Unfortunately, the languages came before such sophisticated tooling existed, and when good tools did exist they were expensive, and even with those tools now being widely and freely availble, many people still don't use them. (Plus, in retrospect, the language designs themselves genuinely turned out to be more complex than ideal in some aspects.)

So the current reputation of these languages encouraging undue complexity is probably due to their philosophies being grounded in sound reasoning but based on predictions that didn't quite pan out as expected.

  • The thing is we did have nice tooling before those languages came to be. If you look at Smalltalk, it has this type of context in an even more powerful way. You can browse the whole library in a few click and view its code. And it has a Playground element where you can try and design stuff. And everything was inspectable.

    Same with Lisp.

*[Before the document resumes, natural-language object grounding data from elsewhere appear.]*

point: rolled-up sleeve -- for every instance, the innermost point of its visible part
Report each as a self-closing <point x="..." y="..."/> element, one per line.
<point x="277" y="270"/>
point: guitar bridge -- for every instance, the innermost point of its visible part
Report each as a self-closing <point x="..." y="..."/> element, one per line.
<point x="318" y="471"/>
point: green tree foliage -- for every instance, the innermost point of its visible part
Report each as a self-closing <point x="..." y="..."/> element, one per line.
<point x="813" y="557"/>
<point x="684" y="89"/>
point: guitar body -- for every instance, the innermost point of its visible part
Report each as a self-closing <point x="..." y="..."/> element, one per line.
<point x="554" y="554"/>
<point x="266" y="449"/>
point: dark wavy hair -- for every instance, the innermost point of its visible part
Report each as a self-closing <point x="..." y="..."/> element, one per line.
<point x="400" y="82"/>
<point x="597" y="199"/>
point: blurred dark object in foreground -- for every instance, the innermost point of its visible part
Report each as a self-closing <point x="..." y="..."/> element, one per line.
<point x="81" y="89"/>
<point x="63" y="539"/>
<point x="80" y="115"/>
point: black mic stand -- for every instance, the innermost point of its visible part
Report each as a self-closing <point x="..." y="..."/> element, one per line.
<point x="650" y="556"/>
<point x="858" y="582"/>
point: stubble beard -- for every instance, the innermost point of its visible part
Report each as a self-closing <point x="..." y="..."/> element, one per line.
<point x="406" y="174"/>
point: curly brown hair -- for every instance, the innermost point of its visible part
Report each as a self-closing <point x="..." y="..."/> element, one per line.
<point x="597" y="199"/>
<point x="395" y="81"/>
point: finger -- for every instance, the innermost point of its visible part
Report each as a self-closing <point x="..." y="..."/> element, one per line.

If you take emacs has an example, you have instant documentation on every functions. Another example can be python where there’s an help system embedded into the language.

    Java is basically unwritable without a full indexer and completion. But it has a lot of guardrails and its verbosity discourages deviation.

    And today we have Swift and kotlin which is barely better. They do a lot of magic behind the scene to reduce verbosity, but you’re still reliant on the indexer which is now coupled with a compiler for the magic stuff.

    Better languages insists on documentation, contextual help, shorter programs, no magic unless created by the programmer, and visibility (inspection with a debugger and traceability with the system source available, if possible).